Abstract

In 2017, British shock-artist Damien Hirst released a coffee-table book with photographs from his Venice Biennale exhibition, Treasures from the Wreck of the Unbelievable, featuring artifacts retrieved from a Roman-era shipwreck in the Indian Ocean. The following year, a “documentary” was released on Netflix featuring the backstory of the wreck's excavation, showing how all those coral-encrusted antiquities made their way from the seafloor to the art scene.
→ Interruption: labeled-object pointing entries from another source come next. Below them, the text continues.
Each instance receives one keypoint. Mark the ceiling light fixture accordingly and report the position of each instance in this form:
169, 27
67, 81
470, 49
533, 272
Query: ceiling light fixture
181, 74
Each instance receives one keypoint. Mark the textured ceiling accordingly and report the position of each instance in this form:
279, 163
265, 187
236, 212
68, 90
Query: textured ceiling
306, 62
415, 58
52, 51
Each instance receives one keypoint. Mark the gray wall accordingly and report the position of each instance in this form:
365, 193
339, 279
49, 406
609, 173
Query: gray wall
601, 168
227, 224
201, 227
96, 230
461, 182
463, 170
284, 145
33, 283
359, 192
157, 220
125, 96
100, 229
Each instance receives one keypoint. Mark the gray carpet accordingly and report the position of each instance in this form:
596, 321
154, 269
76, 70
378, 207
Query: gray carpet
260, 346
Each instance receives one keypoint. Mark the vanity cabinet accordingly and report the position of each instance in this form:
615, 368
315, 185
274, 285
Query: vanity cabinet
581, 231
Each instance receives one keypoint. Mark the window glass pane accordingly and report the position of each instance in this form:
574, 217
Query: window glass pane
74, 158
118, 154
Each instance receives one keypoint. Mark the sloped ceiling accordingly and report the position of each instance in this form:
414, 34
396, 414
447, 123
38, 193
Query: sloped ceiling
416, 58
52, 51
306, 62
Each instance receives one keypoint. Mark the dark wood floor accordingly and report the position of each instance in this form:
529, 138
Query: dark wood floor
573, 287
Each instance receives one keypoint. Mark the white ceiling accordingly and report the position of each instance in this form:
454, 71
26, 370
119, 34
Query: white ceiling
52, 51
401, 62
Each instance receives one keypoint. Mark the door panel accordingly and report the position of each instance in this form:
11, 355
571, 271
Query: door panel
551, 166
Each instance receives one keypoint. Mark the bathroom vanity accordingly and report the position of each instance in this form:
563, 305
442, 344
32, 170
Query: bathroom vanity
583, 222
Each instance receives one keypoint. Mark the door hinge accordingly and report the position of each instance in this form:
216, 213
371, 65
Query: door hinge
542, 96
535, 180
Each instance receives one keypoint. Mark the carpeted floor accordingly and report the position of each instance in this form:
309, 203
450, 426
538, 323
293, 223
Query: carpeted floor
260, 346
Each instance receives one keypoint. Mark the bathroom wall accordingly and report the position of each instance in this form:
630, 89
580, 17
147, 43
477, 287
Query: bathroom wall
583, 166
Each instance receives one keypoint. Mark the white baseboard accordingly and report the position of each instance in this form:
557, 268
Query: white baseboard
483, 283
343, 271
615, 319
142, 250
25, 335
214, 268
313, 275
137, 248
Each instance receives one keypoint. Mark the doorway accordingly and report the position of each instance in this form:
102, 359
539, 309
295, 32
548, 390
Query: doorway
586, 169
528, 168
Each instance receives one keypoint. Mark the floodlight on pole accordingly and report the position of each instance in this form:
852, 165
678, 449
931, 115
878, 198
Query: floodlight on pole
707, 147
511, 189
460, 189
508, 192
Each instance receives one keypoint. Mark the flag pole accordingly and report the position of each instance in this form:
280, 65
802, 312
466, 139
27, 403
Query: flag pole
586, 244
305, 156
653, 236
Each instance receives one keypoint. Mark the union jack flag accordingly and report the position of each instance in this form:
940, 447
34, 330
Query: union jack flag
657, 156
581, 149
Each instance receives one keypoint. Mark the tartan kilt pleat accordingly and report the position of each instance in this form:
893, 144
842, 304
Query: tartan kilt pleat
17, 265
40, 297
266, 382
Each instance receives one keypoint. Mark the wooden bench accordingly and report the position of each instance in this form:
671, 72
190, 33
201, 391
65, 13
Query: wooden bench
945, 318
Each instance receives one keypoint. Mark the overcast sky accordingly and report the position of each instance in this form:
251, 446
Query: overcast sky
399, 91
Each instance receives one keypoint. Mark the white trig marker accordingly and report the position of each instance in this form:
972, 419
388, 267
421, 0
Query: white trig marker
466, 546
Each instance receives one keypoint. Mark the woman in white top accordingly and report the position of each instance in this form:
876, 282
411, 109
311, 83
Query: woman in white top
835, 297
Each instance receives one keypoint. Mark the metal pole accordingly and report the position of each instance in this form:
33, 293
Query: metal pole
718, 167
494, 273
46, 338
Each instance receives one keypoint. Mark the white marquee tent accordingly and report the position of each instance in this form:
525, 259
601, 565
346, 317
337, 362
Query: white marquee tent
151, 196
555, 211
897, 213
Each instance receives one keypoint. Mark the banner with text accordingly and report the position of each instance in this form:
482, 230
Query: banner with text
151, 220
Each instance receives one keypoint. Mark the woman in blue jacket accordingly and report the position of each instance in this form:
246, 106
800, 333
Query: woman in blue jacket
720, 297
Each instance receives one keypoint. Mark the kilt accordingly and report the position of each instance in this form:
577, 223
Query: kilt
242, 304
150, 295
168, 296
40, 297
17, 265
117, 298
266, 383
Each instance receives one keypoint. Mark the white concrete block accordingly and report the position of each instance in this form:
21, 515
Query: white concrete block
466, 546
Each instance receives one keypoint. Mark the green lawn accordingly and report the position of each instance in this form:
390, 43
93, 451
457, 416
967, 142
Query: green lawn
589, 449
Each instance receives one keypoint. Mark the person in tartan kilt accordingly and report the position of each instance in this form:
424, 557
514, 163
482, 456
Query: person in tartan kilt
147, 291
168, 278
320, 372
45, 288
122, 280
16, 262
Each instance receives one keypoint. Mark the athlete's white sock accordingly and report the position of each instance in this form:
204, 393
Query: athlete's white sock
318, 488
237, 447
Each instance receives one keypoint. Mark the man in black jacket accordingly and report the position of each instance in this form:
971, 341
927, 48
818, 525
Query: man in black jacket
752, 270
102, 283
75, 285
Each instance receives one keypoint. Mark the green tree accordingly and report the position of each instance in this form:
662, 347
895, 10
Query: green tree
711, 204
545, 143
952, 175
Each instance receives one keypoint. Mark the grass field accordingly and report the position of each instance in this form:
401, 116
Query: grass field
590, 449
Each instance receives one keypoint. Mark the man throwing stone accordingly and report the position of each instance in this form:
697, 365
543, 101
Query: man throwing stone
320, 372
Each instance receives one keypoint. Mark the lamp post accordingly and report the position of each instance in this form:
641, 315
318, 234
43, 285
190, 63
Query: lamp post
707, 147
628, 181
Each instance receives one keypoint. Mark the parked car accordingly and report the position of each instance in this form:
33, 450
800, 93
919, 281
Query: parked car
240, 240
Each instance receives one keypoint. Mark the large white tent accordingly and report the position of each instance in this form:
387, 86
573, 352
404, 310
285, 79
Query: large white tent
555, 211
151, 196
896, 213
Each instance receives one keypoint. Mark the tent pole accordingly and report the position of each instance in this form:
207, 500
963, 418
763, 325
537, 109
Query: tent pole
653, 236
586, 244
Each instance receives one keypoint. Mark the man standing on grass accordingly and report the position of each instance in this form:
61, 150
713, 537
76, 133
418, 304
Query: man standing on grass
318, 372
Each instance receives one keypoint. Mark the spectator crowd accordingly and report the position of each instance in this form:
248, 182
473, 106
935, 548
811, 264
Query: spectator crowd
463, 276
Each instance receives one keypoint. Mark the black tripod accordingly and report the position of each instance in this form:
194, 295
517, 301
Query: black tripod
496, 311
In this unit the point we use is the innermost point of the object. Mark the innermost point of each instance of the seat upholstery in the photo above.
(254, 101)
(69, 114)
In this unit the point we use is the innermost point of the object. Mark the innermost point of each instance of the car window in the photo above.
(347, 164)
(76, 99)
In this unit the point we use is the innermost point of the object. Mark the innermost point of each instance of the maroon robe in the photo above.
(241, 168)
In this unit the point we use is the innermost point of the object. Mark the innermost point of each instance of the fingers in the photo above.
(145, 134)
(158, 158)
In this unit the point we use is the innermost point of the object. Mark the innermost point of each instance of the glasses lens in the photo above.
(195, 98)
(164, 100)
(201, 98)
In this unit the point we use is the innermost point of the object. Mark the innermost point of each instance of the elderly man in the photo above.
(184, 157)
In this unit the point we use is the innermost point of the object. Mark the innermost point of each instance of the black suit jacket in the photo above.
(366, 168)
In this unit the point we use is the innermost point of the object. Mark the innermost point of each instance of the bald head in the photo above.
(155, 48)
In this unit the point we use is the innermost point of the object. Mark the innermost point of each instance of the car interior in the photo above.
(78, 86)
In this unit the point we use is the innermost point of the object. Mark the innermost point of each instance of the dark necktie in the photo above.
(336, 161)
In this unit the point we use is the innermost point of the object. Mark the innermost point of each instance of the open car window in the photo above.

At this same time and elsewhere in Britain, a practitioner of art history, art, and maritime archaeology was in the process of developing the concept of “hauntography” as an object-oriented artistic method that represents (visually or otherwise) the ontological absent-presence of shipwrecks, that is, as objects that defy complete phenomenological access, while inspiring speculation into the uncanniness of being a thing of anthropogenic origin, but which persists beyond anthropos. Because both hauntography and Hirst's project make claims regarding epistemological and phenomenological limits pertaining to underwater wreckage, this article answers the question first posed by the author's students as to whether Hirst's satirical take on shipwreck archaeology ought to be considered the first hauntograph. By examining the relationships between two contemporary art projects, underwater archaeology, and object-oriented philosophies, this article considers how art objects might nudge epistemological limits without resorting to a post-truth dismissal of objective reality.